Normally in digital computation the core construct is:
State1 -----> Action A1 ------> State2
This is the basis of all the models whether Finite State Machine or Turing machine. However we know that in some modelling situations (ranging from robot modelling to Project Planning) we would write an expression like this and then say:
"to undertake Action1 we need to do activities A11, A12, ..., A19 (perhaps in sequence, perhaps in parallel)".
So we have to decompose the action A1 into subactions. As a separate but perhaps related point we might want to decompose State1 and State2 into substates as well: State11, State12, ..., State19; State21, State22, ..., State29.
Either way we have decomposed the process definition above. If we iterate this then we go to as much detail as needed in the Project Plan etc. So we generally assume that there is some atomic set of subsub Actions and subsub States from which the whole system can be built up. However what if such atomic actions (resp. States) didn't always exist? Then we would have e.g. Actions like:
Action12323215436....
where the notation indicates some concept of subAction of the next integer (so it is a sub...Action of Action1 and of subAction12). This looks like a real number (or some exotic like a hyperreal) labeling the Action (and corresponding States if we do them too).
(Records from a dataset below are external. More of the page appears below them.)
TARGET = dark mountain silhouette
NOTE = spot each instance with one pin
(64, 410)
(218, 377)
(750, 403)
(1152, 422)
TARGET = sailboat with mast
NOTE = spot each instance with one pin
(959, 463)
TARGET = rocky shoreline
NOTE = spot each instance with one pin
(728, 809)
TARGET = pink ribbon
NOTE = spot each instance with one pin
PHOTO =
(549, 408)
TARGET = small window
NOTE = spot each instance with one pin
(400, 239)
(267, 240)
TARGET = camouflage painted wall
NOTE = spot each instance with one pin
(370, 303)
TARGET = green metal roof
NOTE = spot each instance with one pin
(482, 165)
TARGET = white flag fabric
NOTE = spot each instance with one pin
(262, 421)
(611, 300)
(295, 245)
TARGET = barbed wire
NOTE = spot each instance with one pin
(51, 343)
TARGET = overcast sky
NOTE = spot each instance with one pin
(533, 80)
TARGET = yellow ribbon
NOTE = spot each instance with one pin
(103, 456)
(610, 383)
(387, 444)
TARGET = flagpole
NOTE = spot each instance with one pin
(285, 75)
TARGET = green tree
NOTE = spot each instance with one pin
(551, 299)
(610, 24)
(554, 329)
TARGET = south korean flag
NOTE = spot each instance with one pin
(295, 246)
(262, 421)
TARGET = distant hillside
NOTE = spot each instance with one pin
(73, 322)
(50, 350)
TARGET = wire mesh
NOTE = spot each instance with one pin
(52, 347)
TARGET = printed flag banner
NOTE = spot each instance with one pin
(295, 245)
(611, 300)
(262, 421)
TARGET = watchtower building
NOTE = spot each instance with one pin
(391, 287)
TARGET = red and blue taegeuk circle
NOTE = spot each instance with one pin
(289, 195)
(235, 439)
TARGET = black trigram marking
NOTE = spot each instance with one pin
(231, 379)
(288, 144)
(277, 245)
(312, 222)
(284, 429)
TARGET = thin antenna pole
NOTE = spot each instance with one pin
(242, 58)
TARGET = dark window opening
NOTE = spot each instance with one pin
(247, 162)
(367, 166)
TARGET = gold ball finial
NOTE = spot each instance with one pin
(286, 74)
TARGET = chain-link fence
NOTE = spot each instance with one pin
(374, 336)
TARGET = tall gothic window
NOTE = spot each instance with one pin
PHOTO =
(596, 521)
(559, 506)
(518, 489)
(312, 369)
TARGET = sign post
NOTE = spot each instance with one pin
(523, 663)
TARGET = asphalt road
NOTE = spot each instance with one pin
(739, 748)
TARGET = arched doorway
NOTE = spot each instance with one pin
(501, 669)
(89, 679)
If this can be made consistent it is a little bit analogous (maybe) to the non-foundation axiom sometimes discussed for Set Theory, so that some sets have infinite descending chains of membership. Also it looks more like a continuum model of computation rather than the usual discrete ones. Anyway it is something to think about to see if a consistent model can formed here. Any thoughts?
Roy.
--- Reply ---
So you presented various mathematical structures here:
1. A tree with finite branching but at least one branch of infinite depth.
2. As above but with at least one infinite branch.
3. A sequence of nodes which is in one-to-one correspondence with the digits of an infinite (non-recurring?) real number.
You want to associate an action (a computational step) with each of the nodes of the trees in (1) and (2) and with each digit in (3).
So the question is: are there any interesting computation-theoretic issues associated with any of these structures?
Well the first reminds me of automated theorem-proving where the program does a depth first search looking for a proof of the root-node proposition. The case of an infinitely-deep branch corresponds to a non-terminating compution of course, an indication that the proposed theorem is not actually true (it might be undecidable). I seem to recall from the days when I studied this that it was recommended to start two copies of the theorem-prover: one to prove P and the other to prove not-P. You'd then get tripped up only by undecidability.
The second case doesn't normally arise in theorem-provers as there is a finite set of axioms and theorems to apply at each node.
More exotically one could consider models of computation where as the actions (computational steps) got "smaller" the time to compute them decreased commensurately. Then infinite computations could terminate in finite time. This is so unphysical in digital terms that I guess few people think about it. However there might be continuum models of computation (what we used to call analogue computation) where something interesting could be said, rather reminiscent of the way number-theoretic resultsd are proved via an excursion through the reals or the complex numbers.
Definitely worth a second look!
N.